NRZ 0.00% 0.4¢ neurizer ltd

interesting comparison

  1. 2,988 Posts.
    Interesting comparison:

    Just thinking about things while posting on the URANIUM forum:

    FMG 40MT/yr x $60/T ($100/T- $40/T costs) = $2.4billion/Yr profit
    MC = $14 Billion. PE = 6 and still a way off production, if apply NPV then PE about 8.

    MMX 25MT/yr/2 = 12.5MT/YR. * $60/T profit = $750m profit/yr.
    MC = $2 billion. PE = 3, apply NPV and PE about 5-6

    BMN 8 mil lb/yr * $80/lb ($120/lb - $40/lb costs) = $0.6 billion a year profit in three years time.
    MC = $392 million (one 35th of FMG)

    PE = 0.6, apply NPV PE = 1 !!!!!!!!!!!!!!!!

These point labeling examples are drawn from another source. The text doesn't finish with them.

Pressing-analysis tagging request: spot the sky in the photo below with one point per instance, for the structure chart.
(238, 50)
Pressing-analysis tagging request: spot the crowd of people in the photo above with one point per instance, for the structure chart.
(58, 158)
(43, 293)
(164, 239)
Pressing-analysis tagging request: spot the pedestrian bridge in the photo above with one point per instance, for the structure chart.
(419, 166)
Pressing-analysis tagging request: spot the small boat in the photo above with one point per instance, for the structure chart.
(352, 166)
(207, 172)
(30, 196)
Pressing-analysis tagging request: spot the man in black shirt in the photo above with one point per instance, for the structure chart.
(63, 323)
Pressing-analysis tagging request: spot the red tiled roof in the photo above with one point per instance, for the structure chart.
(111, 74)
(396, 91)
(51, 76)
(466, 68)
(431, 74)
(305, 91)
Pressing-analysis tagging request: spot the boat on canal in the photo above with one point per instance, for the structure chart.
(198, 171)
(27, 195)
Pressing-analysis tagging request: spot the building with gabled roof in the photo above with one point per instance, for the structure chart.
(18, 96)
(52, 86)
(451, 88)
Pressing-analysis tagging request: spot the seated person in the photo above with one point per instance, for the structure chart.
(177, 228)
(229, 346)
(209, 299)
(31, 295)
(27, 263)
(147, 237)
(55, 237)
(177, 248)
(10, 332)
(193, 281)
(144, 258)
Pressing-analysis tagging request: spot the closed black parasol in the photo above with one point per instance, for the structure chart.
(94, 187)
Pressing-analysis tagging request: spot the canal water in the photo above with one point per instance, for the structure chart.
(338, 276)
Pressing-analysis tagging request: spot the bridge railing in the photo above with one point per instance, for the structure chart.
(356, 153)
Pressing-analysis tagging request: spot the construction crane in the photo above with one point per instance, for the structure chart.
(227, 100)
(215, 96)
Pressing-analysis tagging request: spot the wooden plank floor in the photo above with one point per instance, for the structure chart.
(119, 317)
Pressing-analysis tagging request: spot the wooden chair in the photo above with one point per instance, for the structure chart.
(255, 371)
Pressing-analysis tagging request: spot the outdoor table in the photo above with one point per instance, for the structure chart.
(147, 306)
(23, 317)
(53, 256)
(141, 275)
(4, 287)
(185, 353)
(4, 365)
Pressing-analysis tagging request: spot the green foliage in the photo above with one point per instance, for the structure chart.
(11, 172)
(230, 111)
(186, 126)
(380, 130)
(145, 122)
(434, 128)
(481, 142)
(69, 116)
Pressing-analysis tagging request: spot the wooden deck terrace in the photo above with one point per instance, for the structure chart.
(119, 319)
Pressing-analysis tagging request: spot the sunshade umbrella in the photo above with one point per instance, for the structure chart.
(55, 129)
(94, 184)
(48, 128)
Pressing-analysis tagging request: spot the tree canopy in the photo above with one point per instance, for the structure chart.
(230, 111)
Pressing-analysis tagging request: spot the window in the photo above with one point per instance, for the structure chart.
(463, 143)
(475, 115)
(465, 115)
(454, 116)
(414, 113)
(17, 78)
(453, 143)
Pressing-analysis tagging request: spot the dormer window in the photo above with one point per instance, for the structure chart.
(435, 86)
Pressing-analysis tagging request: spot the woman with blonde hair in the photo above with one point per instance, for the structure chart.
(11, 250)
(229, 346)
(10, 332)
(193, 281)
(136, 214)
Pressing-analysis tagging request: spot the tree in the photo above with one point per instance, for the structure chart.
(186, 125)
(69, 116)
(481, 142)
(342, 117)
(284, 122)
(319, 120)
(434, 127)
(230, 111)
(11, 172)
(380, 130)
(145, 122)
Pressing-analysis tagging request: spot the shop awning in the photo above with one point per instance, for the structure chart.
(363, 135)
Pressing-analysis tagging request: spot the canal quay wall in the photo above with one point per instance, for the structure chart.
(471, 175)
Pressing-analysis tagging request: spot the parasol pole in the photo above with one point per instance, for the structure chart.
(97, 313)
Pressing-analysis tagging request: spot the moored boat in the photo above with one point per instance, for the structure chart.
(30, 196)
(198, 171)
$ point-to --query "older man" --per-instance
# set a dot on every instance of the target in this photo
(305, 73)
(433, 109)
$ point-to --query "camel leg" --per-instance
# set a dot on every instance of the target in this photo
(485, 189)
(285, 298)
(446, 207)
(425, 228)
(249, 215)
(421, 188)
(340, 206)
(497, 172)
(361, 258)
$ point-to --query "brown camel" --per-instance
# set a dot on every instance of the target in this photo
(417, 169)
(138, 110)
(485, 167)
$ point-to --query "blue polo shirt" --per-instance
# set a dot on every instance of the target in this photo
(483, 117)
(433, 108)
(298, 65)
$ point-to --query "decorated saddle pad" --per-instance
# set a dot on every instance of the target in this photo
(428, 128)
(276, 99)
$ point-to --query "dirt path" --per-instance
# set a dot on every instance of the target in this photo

    MTN 4mil lb/yr*$80/lb profit (at $120/lb) = $300m profit/yr in 3 years time (ISL extraction).
    MC = $200m (one 70th of FMG)
    PE = 0.6, adjust for NPV, PE = 1 !!!!!!!!!!!!!!!!!

    Of course MTN and BMN still have large capex required so if you allow 100% dilution PE after NPV is still about 2.

    Hmm - there is a massive re-rating potential here!

    U bull market will return when the northern winter sets in, U demand increases.

    Note that the US is now down to their strategic reserve of U and is not going to sell large amounts in future (520,000 lb just sold is a drop in the ocean). Russia is almost out of it's stockpile which will be exhausted in 2011 when it's agreement with the US for it's mixed-down weapons grade supply is exhausted (currently supplying 20m lb/yr to US), and Russia want to buy from Aust (and become a nett importer).

    Demand is increasing.

    Supply is only slowly increasing.

    U price will be peaking soon after MTN and BMN are likely to be producing, and when CUY is in full swing.